Techies and analysts hail ChatGPT as the next wave in AI technology. The natural-language interface allows users to type questions as they would speak them to a person. The system then responds remarkably fluently and comprehensibly.
If you haven’t seen demonstrations, we recommend checking out some YouTube videos that show off the potential.
Microsoft believes ChatGPT could revolutionize search, eclipsing Google by making it easier to access and retrieve relevant information.
Furthermore, there’s talk the program’s ability to produce well-written content could replace human-written SEO articles.
Source: Stock Analysis
Microsoft’s Azure cloud computing platform is one of the top cloud service providers in the world. It enabled MSFT to reach new heights, taking revenues from $91.1 billion in 2016 to $198.2 billion in 2022.
The transition to the cloud has also boosted profit margins from 22.5% in 2016 to 36.7% in 2022. Additionally, MSFT’s net income margin exploded from $20.5 billion in 2016 to $72.7 billion in 2022.
The firm is in an excellent financial position, with $99.5 billion in total cash and $77.9 billion in total debt. Its 1.9x current ratio is another strong indication of the company’s financial health.
Source: Seeking Alpha
MSFT trades at a P/E GAAP ratio of 27.5x, notably lower than its five-year average of 30.8x. Some of its peers, like Oracle (ORCL), VMWare (VMW), and Adobe (ADBE), trade at lower multiples but aren’t as diversified and don’t have such booming cloud businesses.
Microsoft’s price-to-sales ratio of 9.1x is lower than ADBE’s 9.9x but significantly higher than ORCL’s 5.1x, VMW’s 3.9x, and Palo Alto Networks (PANW)’s 8.1x. But MSFT’s is still below its five-year average of 9.8x.
In Q2 2023 (what MSFT calls last quarter), Microsoft reported cloud revenue of $27.1 billion, up 22% YoY. Revenue from Azure and other cloud services grew 31%. It helped counter the 39% drop in OEM (original equipment manufacturer) Windows revenue and another 39% drop in devices revenue.
It appears Wall Street is willing to pay a premium for cloud and AI companies, two areas Microsoft is focused heavily on.
Source: Seeking Alpha
Microsoft’s cloud business has made the company more profitable over the years. MSFT’s net income margin of 33.1% is unmatched compared to peers ORCL at 19.1%, VMW at 20.8%, PANW at -2.5%, and ADBE at 27.0%.
In addition, MSFT boasts an incredibly high EBIT margin of 40.9%. ADBE is at 34.6%, VMW is at 16.3%, ORCL is at 31.4%, and PANW is at -1.6%.

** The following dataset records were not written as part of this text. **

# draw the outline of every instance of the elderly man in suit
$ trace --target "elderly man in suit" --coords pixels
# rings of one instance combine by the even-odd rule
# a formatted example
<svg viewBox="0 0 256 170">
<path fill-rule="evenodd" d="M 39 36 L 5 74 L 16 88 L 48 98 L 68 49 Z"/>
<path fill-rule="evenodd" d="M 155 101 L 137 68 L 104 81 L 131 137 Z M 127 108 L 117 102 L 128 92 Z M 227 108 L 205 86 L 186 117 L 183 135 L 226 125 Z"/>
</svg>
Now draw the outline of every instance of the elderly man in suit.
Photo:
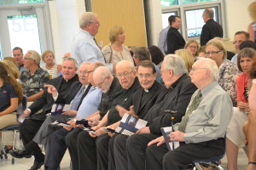
<svg viewBox="0 0 256 170">
<path fill-rule="evenodd" d="M 143 119 L 152 105 L 163 99 L 167 90 L 163 85 L 156 81 L 156 71 L 151 61 L 143 60 L 138 64 L 137 77 L 141 84 L 141 88 L 133 94 L 132 106 L 131 106 L 130 112 L 122 106 L 117 105 L 116 109 L 119 110 L 121 116 L 124 113 L 129 112 L 134 116 Z M 97 140 L 97 164 L 102 169 L 108 169 L 108 167 L 111 167 L 110 169 L 115 169 L 113 141 L 114 139 L 119 135 L 121 135 L 121 138 L 124 138 L 124 140 L 128 138 L 126 135 L 117 134 L 112 138 L 109 138 L 109 136 L 107 135 L 106 138 L 110 139 L 109 142 L 108 140 L 106 141 L 103 139 Z M 125 144 L 125 141 L 124 141 L 123 144 Z"/>
<path fill-rule="evenodd" d="M 160 128 L 172 125 L 171 114 L 166 110 L 177 112 L 174 122 L 179 122 L 185 114 L 196 88 L 191 83 L 183 60 L 178 55 L 166 55 L 161 72 L 167 94 L 144 116 L 144 120 L 148 122 L 147 127 L 139 129 L 137 134 L 130 136 L 125 141 L 121 135 L 115 139 L 113 150 L 116 169 L 128 169 L 128 167 L 129 169 L 145 169 L 143 162 L 145 162 L 148 143 L 161 135 Z"/>
<path fill-rule="evenodd" d="M 184 169 L 195 161 L 218 157 L 225 151 L 224 136 L 233 105 L 217 82 L 218 68 L 213 60 L 202 59 L 193 65 L 189 75 L 198 90 L 181 122 L 173 126 L 175 132 L 170 133 L 170 140 L 178 141 L 180 146 L 168 151 L 162 136 L 151 141 L 146 151 L 147 170 Z"/>
<path fill-rule="evenodd" d="M 60 96 L 67 94 L 72 84 L 78 81 L 77 62 L 72 58 L 63 60 L 62 76 L 50 80 L 49 84 L 53 85 L 59 92 Z M 69 103 L 71 100 L 69 101 Z M 54 104 L 51 94 L 45 89 L 43 95 L 24 111 L 24 117 L 26 117 L 20 125 L 20 133 L 25 146 L 24 150 L 10 150 L 10 154 L 17 158 L 31 157 L 34 156 L 35 161 L 32 170 L 38 169 L 44 164 L 44 156 L 38 144 L 32 141 L 43 124 L 46 114 L 50 112 Z"/>
</svg>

Microsoft’s $10 billion investment in ChatGPT is just a drop in the bucket for it. The company generates $84.3 billion in cash from operations every year, significantly higher than ORCL at $15.0 billion, VMW at $3.8 billion, PANW at $2.6 billion, and ADBE at $7.8 billion.
Source: Seeking Alpha
When the global economy sneezes, it’s hard for Microsoft not to catch a cold. The company decided to lay off 10,000 employees as uncertainty around the economy persists.
Despite a difficult 2022, the company grew revenues 10.4%. That’s better than VMW at 4.4%, but not as good as ORCL at 11.3%, PANW at 27.7%, and ADBE at 11.5%.
Management believes the future is in AI, and it’s committed to doubling down on its cloud and AI business, which should help bolster growth in the coming years.
Our Opinion 7/10
So far in 2023, Microsoft has underperformed the Nasdaq-100.
The company’s valuation is a bit rich, especially with many other tech stocks trading at huge discounts.
But if you’re a long-term investor, you should be excited about Azure’s 38% growth and Microsoft’s focus on AI.
Though we believe prices may dip back down to $230-$240, we’d begin establishing a position here. It’s hard to go wrong with Microsoft.